- Born: 11 July 1932 Uganda
- Died: 13 August 2009 (aged 77) Sydney, Australia
- Citizenship: Australian, Ugandan
- Education: Makerere University (MBBS) (Bachelor of Medicine and Bachelor of Surgery) UCL Medical School (Internal Medicine) Liverpool School of Tropical Medicine (Tropical Medicine) Armed Forces Institute of Pathology (Pathology)
- Occupations: Physician; Professor; Researcher; Diplomat / High Commissioner;
- Years active: 1954–2009
- Known for: Medicine; Scholarly research; Uganda's ex-President Amin's personal physician;

= John William Kibukamusoke =

Ugandan medical doctor and academic

John William Kibukamusoke was a Ugandan medical doctor, an academic, and a personal physician to former Ugandan president Idi Amin (during his early rule), and the first appointed Ugandan High Commissioner to Australia. He was appointed a physician to Pope Paul VI during the Pope's pilgrimage to Uganda in 1970.

== Background and education ==

Kibukamusoke was born in Uganda on 11 July 1932. He obtained his medical degree, an MB ChB, from Makerere University's external medical degree program in London in 1954. This qualification was later converted to an MBBS (Makerere) in 1964.

Kibukamusoke specialized in internal medicine and tropical medicine, completing his training in the United Kingdom. Following his training, he was appointed as a specialist physician at Mulago Hospital, in Kampala, Uganda. He took on the role of Professor of Medicine at Makerere University. In addition to his teaching and clinical work, Kibukamusoke conducted research in nephrology, specifically on the topic of nephrotic syndrome in quartan malaria.
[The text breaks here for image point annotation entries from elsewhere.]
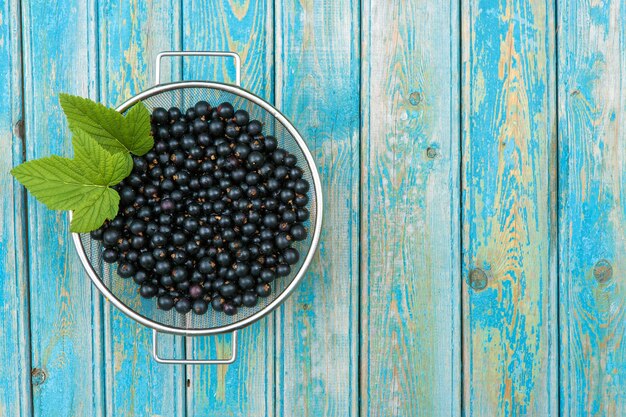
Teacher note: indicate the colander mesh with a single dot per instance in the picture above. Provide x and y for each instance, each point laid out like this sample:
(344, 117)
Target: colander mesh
(126, 290)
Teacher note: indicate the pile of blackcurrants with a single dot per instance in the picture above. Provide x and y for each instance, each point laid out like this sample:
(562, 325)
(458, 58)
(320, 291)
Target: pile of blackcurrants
(209, 215)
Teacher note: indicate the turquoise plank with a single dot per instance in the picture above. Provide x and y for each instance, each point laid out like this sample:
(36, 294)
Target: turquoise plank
(509, 209)
(592, 193)
(14, 333)
(317, 88)
(410, 254)
(244, 388)
(59, 56)
(130, 37)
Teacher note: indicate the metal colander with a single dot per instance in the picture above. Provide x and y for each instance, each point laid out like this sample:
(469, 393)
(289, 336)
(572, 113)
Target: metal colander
(123, 293)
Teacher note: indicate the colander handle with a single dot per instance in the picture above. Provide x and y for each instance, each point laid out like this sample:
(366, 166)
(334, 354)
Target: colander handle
(232, 55)
(155, 354)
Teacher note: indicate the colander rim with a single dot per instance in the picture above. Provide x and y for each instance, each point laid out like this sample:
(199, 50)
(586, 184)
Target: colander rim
(233, 89)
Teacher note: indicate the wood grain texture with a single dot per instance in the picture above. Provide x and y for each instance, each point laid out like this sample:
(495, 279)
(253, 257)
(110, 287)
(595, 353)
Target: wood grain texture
(410, 260)
(130, 36)
(508, 211)
(59, 56)
(244, 388)
(14, 330)
(317, 78)
(592, 111)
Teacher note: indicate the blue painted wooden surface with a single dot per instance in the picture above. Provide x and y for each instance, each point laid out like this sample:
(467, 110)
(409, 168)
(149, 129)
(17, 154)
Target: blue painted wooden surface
(446, 143)
(508, 208)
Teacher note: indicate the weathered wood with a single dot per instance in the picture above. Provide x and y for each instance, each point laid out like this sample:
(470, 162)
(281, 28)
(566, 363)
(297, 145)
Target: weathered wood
(130, 36)
(410, 255)
(592, 169)
(59, 56)
(509, 208)
(244, 388)
(317, 78)
(15, 376)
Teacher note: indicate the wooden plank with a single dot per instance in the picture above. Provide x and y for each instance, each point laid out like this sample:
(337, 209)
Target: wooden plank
(244, 388)
(509, 214)
(126, 68)
(410, 223)
(592, 169)
(14, 330)
(59, 56)
(317, 78)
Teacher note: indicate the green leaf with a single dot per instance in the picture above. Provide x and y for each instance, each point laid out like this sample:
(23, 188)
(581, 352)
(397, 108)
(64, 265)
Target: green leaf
(108, 127)
(99, 166)
(98, 206)
(80, 184)
(57, 182)
(137, 125)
He fled Uganda, in 1973, due to Amin's dictatorship to live a "quiet life" with his family. He accepted an ambassadorship to Australia in 1980. He played a key role in establishing Uganda's high commission in Australia and normalizing diplomatic relations between the two nations. Upon completion of his diplomatic term, he remained in Australia – although he continued his scholarly work globally up to the time of his death.

== Roles and achievements ==

Kibukamusoke's career was marked by several roles. From 1967 to 1973, he served as a Professor of Medicine at Makerere University. He then moved to the University of Zambia, where he continued his professorship from 1973 to 1978. In 1980, he was appointed as the first Ugandan High Commissioner to Australia, a position he held until 1982. Following this diplomatic role, he worked as a consultant physician and kidney specialist in Australia from 1982 to 1997.

He was once Idi Amin's personal doctor and revealed insights about Amin's state of health to the London Observer. He also served as a personal doctor to Pope Paul VI – during his visit to Uganda in 1970.

He was elected President of the College of Physicians of East Africa on two occasions (1963 & 1965). A pioneer in cancer research, Kibukamusoke was the first African President of this association.

He was also elected as the Chairman of the East African Medical & Agricultural Research Council (1963–1973).

== Awards ==
- The Ugandan Independence Medal for his service to the pope.

== Other considerations ==
During his retirement, he penned a romantic novel titled "Venus and Leartra".

== Death ==
He died in Sydney of heart failure on 13 August 2009. His remains were transported back to Uganda for burial.